Internet ha cambiato il nostro mondo e le nostre modalità di comunicazione. La carta è finita nei bauli in soffitta e ha ceduto il posto ai meno ingombranti supporti digitali. I quotidiani vengono letti online dal proprio PC, tablet o smartphone, ed anche la televisione ha perso il proprio appeal. Il mondo della pubblicità non poteva restare ancorato ai vecchi canali di comunicazione e si è quindi adeguato. Le aziende oggi utilizzano il web per la propria pubblicità, sfruttando ogni minima opportunità che questo offre. I responsabili marketing si sono trovati ad affrontare nuove sfide che richiedevano nuovi approcci ed una mentalità aperta.

Adwords

 

Google AdWords è uno degli strumenti di marketing più utilizzati sul web. I copywriter hanno dovuto adattarsi velocemente alla nuova tipologia di scrittura ed imparare le nuove regole del gioco. Come sempre è fondamentale creare un testo che catturi l’attenzione di persone potenzialmente interessate al prodotto o al servizio che si sta pubblicizzando. Se si stanno scrivendo annunci per Google AdWords questo aspetto è ancora più importante perché se da un lato bisogna stimolare chi legge l’annuncio a cliccare sullo stesso, dall’altro i click costano e per evitare costi inutili è necessario che chi clicca sia davvero interessato al prodotto o al servizio. Il primo passo, quindi, è individuare chi sono i potenziali clienti.

Altro aspetto di assoluta e fondamentale importanza è capire quali sono le parole chiave giuste: questo è indispensabile perché consente a Google di mostrare l’annuncio solo alle persone realmente interessate e non a chiunque, evitando all’azienda inserzionista di spendere soldi per click di persone che non acquisteranno mai i loro prodotti o servizi. Secondo passo: creare un testo molto breve che contenga le giuste parole chiave e che catturi l’attenzione del possibile acquirente.

Molti copywriter si trovano in grandi difficoltà quando devono scrivere per Google AdWords perché non c’è praticamente margine di errore. Le parole chiave devono essere correttamente individuate e quindi inserite in testi brevissimi e non devono essere riconosciute come tali: chi legge non deve accorgersi che si sono usate determinate parole chiave, deve semplicemente leggere l’annuncio come se fosse un testo naturale e avere voglia di cliccare per saperne di più. Tutto questo è spesso un incubo anche per i copywriter più esperti, soprattutto se vengono da una vecchia scuola di pensiero.

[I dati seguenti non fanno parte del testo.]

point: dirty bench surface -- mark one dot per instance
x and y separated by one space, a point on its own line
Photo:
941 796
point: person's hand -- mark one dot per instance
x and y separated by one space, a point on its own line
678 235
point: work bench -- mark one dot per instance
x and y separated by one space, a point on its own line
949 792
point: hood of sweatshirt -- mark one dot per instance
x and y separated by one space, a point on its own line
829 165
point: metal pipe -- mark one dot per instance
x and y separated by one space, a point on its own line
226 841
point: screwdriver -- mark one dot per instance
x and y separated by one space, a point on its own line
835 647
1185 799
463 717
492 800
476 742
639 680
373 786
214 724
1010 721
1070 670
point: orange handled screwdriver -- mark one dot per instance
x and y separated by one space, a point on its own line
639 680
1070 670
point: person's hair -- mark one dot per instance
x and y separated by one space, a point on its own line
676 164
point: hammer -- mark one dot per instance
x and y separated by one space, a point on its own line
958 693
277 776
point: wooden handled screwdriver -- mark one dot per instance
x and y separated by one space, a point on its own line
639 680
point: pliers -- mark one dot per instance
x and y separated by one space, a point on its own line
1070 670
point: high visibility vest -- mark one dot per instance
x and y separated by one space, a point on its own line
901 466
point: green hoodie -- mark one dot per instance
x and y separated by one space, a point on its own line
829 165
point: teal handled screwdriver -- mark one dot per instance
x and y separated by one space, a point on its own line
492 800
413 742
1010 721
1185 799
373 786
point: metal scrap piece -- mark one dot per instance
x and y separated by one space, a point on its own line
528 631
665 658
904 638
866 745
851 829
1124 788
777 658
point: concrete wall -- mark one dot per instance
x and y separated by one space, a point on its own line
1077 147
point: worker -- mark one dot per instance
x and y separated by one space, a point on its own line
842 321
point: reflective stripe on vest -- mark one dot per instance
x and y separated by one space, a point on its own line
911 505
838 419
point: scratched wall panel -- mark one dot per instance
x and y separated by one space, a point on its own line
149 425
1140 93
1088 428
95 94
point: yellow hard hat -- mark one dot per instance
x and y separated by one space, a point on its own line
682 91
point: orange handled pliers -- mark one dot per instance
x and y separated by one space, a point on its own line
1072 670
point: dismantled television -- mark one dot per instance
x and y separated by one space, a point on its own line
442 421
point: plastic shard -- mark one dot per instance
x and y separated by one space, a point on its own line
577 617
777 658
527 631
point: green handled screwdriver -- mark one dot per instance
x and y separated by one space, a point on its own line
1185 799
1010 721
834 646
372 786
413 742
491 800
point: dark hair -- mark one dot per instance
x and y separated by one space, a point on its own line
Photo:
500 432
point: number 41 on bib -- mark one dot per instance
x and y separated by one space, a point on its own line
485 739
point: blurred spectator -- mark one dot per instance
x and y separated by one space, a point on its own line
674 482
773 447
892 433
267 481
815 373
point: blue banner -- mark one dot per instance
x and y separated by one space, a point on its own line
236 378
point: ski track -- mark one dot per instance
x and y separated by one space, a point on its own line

Per creare un testo efficace e accettabile per Google AdWords i copywriter possono seguire alcune semplici linee guida:

  • L’headline deve mostrare subito al lettore quale è il prodotto o il servizio offerto e quali benefici questi può trarne. Questo punto solitamente richiede una attenta fase di brainstorming, dato che chi legge deve cogliere al volo che quello che pubblicizzate è unico e fa per lui.
  • E’ necessario utilizzare parole chiave che rispecchiano il sito o l’attività pubblicizzati: fondamentalmente Google mostra gli annunci in base alle parole ricercate dagli utenti. Utilizzare le parole chiave giuste è quindi di fondamentale importanza perché l’investimento marketing dia i frutti sperati.
  • Per quanto riguarda la descrizione, bisogna evitare di ripetere le stesse parole e gli errori ortografici sono assolutamente da evitare. La descrizione deve inoltre contenere parole chiave efficaci, il tutto in tre righe al massimo.

Fondamentalmente il punto è che se il testo non cattura l’attenzione delle persone potenzialmente interessate ad acquistare il prodotto o servizio oggetto dell’annuncio, la campagna pubblicitaria e di marketing è destinata a fallire. Al di là delle nozioni base per la corretta redazione di un annuncio per Google, quindi, la regola d’oro che i copywriter devono seguire per scrivere un testo pubblicitario efficace è “offrire la cosa giusta al pubblico giusto”. Più facile a dirsi che a farsi? Certamente. Ma non impossibile. Il mondo cambia e cambiano le regole del gioco, la chiave del successo è adattarsi al cambiamento ed imparare quali sono le nuove carte vincenti.

 

Questo articolo è un guest post di Barry Cooke. Barry ha lavorato nel campo del search marketing e dei social media per più di 15 anni con diverse aziende note. E’ esperto di social media e un appassionato utente dei maggiori social network tra cui Twitter e Badoo. Attualmente ricopre il ruolo di direttore di produzione per l’agenzia di marketing digitale avanzato QDOS Digital Media.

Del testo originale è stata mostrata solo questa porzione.